How we found and fixed a rare race condition in our session handling

On March 8, we shared that, out of an abundance of caution, we logged all users out of GitHub.com due to a rare security vulnerability. We believe that transparency is…

| 11 minutes

On March 8, we shared that, out of an abundance of caution, we logged all users out of GitHub.com due to a rare security vulnerability. We believe that transparency is key in earning and keeping the trust of our users and want to share more about this bug. In this post we will share the technical details of this vulnerability and how it happened, what we did to respond to it, and the steps we are taking to ensure this does not happen again.

Reports from users

On March 2, 2021, we received a report via our support team from a user who, while using GitHub.com logged in as their own user, was suddenly authenticated as another user. They immediately logged out, but reported the issue to us, as it rightfully worried them.

We activated our security incident response procedures and immediately investigated the report, pulling in expertise from across the company in security, engineering, and customer support. A few hours after the initial report, we received a second report from another user with a very similar experience. After reviewing request and audit logs, we could validate the external reports received — a user’s session was indeed seen being suddenly shared across two IP addresses around the time of the reports.

Investigating recent infrastructure changes

Given that this bug was new behavior, we immediately suspected it to be tied to a recent change in our infrastructure and started by reviewing changes. We had recently upgraded components in our load balancing and routing tier. We identified that we had fixed an issue with HTTP keepalives which seemed like it could be related.

After investigating these changes, we were able to determine this was not the root cause. The requests of the affected users followed an entirely different path through our load balancing tier, touching different machines. We ruled out the possibility that the responses were being swapped at that level. Having ruled out the recent infrastructure changes as possible root causes, and with confidence the problem did not exist at the connection and protocol layers, we moved on to other potential causes.

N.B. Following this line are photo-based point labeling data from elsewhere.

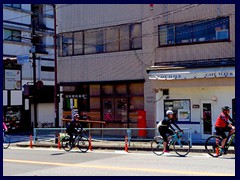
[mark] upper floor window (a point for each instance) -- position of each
(194, 32)
(18, 6)
(12, 35)
(66, 44)
(111, 39)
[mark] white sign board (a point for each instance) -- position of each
(23, 59)
(192, 74)
(13, 79)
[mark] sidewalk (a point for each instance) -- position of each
(105, 144)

Investigating recent code changes

The benefit of starting our investigation with recent infrastructure changes was that we did uncover that the requests that caused the incorrect session to be returned were handled on the same exact machine and in the same process. We run a multi-process setup using the Unicorn Rack web server for our main Rails application that handles things like viewing issues and pull requests.

From reviewing logs, we could gather that the HTTP body in the response to the client we sent was correct and only the cookies in the response to the user were wrong. The affected users from the support reports received a session cookie from a user who very recently had a request handled inside the same process. In one case, the two requests were handled sequentially, one after the other. In the second case, there were two other requests in between.

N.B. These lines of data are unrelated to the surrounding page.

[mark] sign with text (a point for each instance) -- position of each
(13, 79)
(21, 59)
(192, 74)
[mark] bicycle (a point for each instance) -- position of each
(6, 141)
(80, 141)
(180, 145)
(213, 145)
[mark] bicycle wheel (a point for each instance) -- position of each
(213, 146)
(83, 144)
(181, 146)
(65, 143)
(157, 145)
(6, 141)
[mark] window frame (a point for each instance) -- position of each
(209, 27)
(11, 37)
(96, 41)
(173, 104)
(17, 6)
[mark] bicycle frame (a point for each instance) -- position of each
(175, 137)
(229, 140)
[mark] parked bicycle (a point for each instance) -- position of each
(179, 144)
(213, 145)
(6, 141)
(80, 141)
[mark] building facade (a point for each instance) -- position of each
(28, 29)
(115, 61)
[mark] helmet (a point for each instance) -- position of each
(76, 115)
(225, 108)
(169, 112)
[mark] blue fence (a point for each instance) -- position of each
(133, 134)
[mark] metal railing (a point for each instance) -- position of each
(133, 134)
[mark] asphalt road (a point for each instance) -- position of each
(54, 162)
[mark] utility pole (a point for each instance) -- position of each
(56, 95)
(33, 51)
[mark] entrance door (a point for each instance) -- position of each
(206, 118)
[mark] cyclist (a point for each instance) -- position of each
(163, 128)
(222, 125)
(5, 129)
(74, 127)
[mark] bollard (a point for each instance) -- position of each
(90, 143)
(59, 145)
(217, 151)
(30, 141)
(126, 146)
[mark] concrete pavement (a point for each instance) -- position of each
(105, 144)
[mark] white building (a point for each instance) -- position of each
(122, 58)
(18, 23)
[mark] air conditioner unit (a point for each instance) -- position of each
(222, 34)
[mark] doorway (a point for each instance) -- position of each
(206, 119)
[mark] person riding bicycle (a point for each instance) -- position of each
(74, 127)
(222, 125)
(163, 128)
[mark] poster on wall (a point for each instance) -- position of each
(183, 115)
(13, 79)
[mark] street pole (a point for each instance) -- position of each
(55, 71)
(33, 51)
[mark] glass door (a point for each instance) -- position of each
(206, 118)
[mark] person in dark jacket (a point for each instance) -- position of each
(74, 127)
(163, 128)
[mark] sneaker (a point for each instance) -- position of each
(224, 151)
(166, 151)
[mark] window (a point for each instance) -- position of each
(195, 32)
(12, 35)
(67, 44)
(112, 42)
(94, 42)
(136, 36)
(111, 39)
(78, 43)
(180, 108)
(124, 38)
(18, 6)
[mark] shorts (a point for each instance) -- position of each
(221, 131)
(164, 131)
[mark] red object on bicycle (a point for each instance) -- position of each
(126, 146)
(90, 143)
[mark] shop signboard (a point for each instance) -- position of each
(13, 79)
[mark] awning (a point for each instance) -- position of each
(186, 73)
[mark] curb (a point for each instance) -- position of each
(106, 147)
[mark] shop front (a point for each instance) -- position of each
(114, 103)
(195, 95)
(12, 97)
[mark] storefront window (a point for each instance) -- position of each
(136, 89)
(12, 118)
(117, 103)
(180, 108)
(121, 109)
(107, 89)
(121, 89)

Our working theory then became that somehow something was leaking state between requests that ended up being handled in the same Ruby process. This left us wondering how this could happen.

By reviewing recently shipped features, we identified a potential thread safety issue that could be triggered by functionality that was recently rearchitected to improve performance. One such performance improvement involved moving the logic to check a user’s enabled features into a background thread that refreshed on an interval rather than checking their enablement while the request was being processed. This change seemed to touch the right areas and the undefined behavior of this thread safety issue now made it the focus of our investigation.

Thread safety and error reporting

In order to understand the thread safety issue, let’s set some context. The main application that handles most browser interactions on GitHub.com is a Ruby on Rails application and it was known to have components that were not written to run in multiple threads (i.e., are not thread-safe). Historically, the thread unsafe behavior could lead to an incorrect value being reported in an exception internally, but not to any user facing behavior change.

Threads were already used in other places in this application, but the new background thread produced a novel and unforeseen interaction with our exception handling routines. When exceptions were reported from a background thread, such as a query timeout, the error log would contain information from both the background thread and the currently running request, showing that the data was being pulled across threads.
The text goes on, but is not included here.